What struck me was her ordinariness. The visit, in the run-up to local elections, was to promote women2win, Mrs May’s campaign to encourage more women into politics. She was friendly and relaxed, perching on a desk to deliver her message; appeared genuine, and spoke common sense, highlighting the difficulties for women of having to spend time away from their families at Westminster and in their constituencies.
In an observation which now seems prophetic, given Andrea Leadsom’s withdrawal from the leadership race, she alluded to how the whole climate of politics might be off-putting, saying, “I think women are concerned about the intrusion into people’s private lives by the media.”
On the subject of her flamboyant footwear, she was good-humoured, saying, “I’ve always liked nice shoes and I don’t see any reason why a politician should conform to an image of what they should be like.”
The news that this little-understood, shoe-loving Home Secretary was to be Prime Minister was greeted, at least in some quarters, with a kind of sneering schoolboy humour; The Sun declaring, “Heel, Boys” beside a picture of those famous leopard-print kitten heels. It also ran a piece on Mrs May’s “12 best looks to date” and referred to her “whipping” male colleagues into line, casting her in the role of a dominatrix.
Even before this, the condescending tone had been set by Ken Clarke, who described Mrs May as “a bloody difficult woman”, and as soon as she started looking like a serious contender, commentators were quick to make the all-too-obvious, none-too-flattering comparisons with Mrs Thatcher.
How Mrs May has responded has been with characteristic silence. Both during and since the referendum campaign, she has kept her cards close to her chest, not allowing herself to be drawn into the mire that famously prompted her, at the 2002 Conservative Party conference, to refer to it as the “nasty party”.
When, last weekend, Andrea Leadsom became embroiled in controversy following her comments on Mrs May’s childlessness, she again said nothing, merely standing back and allowing events to unfold. It may be that not having children wasn’t a choice – when asked about this in the past, 59-year-old Mrs May said, “you accept the hand that life deals you,” suggesting that she might have welcomed motherhood – and if so, the comments must have been particularly hurtful. Yet her response was reported gratitude for Mrs Leadsom’s text of apology and praise for her “dignity” in pulling out of the race.
This quiet stoicism – evident from our meeting – is what sets Mrs May apart from other key players like Boris Johnson and Michael Gove, and what has enabled her to take the reins as Prime Minister untainted. The daughter of a vicar and granddaughter of a soldier, she has said that public service is in her blood, and it seems that this – and not blind ambition – is what drives her.
When we met in 2007, Mrs May had considered running for the Conservative leadership following Michael Howard’s departure but had decided against this, joining David Cameron’s camp instead. By way of explanation, she said, “He is genuinely a modern, young family man. I think it’s good for politics.” That seemed to be Mrs May’s overriding concern – and she was prepared to sacrifice the chance of glory to that end.
Her near-20 years in Parliamentary politics have borne out her altruism.
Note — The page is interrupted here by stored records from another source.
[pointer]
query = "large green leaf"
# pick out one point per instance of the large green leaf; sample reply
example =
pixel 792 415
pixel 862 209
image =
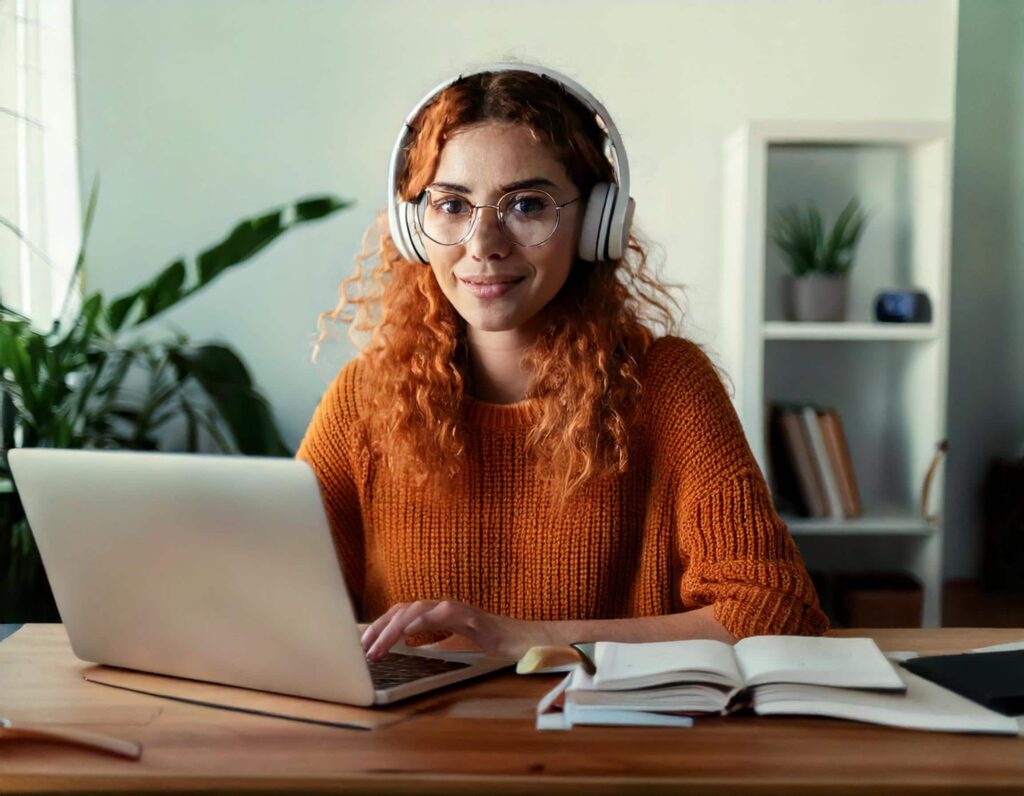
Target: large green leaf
pixel 177 281
pixel 224 378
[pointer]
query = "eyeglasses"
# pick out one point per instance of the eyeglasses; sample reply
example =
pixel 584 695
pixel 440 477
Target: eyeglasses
pixel 526 217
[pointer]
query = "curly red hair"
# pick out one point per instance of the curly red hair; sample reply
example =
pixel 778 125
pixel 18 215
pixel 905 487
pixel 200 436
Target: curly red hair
pixel 585 363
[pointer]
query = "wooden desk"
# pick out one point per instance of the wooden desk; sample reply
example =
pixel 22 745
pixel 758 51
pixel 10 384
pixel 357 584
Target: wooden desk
pixel 479 738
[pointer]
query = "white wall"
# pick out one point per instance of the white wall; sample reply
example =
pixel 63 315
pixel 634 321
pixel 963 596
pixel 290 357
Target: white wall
pixel 196 114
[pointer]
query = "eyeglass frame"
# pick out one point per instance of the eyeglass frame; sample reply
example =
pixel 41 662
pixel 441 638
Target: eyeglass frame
pixel 501 221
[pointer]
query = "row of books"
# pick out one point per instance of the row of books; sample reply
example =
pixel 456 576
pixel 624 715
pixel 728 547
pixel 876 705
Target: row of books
pixel 810 468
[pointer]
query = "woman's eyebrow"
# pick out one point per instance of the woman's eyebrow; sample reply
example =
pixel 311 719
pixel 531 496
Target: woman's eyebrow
pixel 518 185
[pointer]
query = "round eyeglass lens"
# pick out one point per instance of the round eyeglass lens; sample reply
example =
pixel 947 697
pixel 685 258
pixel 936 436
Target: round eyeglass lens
pixel 528 217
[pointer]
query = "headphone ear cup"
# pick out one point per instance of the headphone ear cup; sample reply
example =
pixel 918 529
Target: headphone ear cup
pixel 407 237
pixel 621 238
pixel 594 221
A liberal with a social justice agenda, she counts among her greatest achievements as Home Secretary inquiries into the Hillsborough tragedy, undercover policing and child sex abuse. She has also championed same sex marriage – one of the first high-profile Conservative MPs to do so – and served as Minister for Women and Equality.
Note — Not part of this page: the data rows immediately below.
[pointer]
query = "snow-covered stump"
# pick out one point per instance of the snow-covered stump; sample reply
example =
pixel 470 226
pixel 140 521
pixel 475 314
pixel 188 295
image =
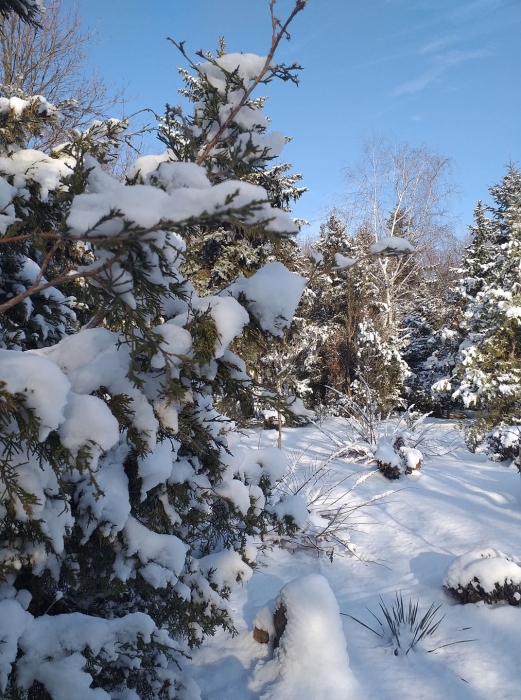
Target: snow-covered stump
pixel 388 460
pixel 390 457
pixel 484 575
pixel 310 658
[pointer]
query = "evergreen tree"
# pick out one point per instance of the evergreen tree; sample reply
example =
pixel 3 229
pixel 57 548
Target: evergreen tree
pixel 488 375
pixel 127 506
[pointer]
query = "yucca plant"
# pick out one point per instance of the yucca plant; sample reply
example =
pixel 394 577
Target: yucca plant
pixel 404 624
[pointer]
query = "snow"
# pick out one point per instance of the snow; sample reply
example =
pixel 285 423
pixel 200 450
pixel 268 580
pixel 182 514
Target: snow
pixel 311 660
pixel 229 317
pixel 236 492
pixel 156 467
pixel 7 212
pixel 403 543
pixel 50 646
pixel 273 293
pixel 296 406
pixel 88 422
pixel 44 387
pixel 385 453
pixel 37 166
pixel 147 206
pixel 341 262
pixel 392 246
pixel 489 566
pixel 291 506
pixel 162 556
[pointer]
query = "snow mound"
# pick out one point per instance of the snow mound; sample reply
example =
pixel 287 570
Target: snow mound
pixel 311 660
pixel 484 574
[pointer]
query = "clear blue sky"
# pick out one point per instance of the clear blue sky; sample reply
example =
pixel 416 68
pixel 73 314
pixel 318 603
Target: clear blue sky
pixel 444 73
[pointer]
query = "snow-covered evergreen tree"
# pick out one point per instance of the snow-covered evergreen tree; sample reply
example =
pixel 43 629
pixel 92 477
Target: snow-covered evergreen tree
pixel 128 508
pixel 488 376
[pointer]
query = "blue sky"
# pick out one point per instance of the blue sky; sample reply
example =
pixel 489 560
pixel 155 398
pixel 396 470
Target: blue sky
pixel 440 73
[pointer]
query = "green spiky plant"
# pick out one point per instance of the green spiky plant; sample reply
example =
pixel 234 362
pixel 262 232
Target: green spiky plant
pixel 403 624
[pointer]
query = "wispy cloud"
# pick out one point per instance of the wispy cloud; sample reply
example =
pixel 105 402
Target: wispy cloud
pixel 442 64
pixel 441 43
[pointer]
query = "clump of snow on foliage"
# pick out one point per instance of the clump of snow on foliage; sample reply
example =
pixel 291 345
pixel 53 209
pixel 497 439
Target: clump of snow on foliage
pixel 489 566
pixel 392 246
pixel 273 293
pixel 341 262
pixel 484 575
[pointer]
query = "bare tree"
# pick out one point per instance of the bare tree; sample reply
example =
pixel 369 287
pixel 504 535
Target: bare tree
pixel 51 60
pixel 28 10
pixel 399 190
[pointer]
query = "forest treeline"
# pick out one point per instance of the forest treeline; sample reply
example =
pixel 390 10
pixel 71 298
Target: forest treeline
pixel 148 309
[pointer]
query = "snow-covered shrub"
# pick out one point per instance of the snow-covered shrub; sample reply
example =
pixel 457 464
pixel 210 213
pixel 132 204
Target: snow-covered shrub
pixel 387 459
pixel 484 575
pixel 127 508
pixel 504 442
pixel 327 520
pixel 310 658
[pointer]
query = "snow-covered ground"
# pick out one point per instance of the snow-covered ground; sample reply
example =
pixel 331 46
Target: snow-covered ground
pixel 404 544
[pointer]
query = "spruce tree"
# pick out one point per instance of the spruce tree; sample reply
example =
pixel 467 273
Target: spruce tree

As Prime Minister, we can expect her to follow through David Cameron’s life chances strategy with its focus on childcare, education and rehabilitation for offenders. We can also expect to see more women in frontline politics – though Mrs May, who, in 2007, said she was against all-women shortlists – will want to ensure that every appointment is made on merit.
What, with any luck, we might ultimately witness is a sea change in politics, with a greater emphasis on substance over show and a return to the old-fashioned values of service and humility. If it takes a woman in leopard print heels to achieve this, then so be it.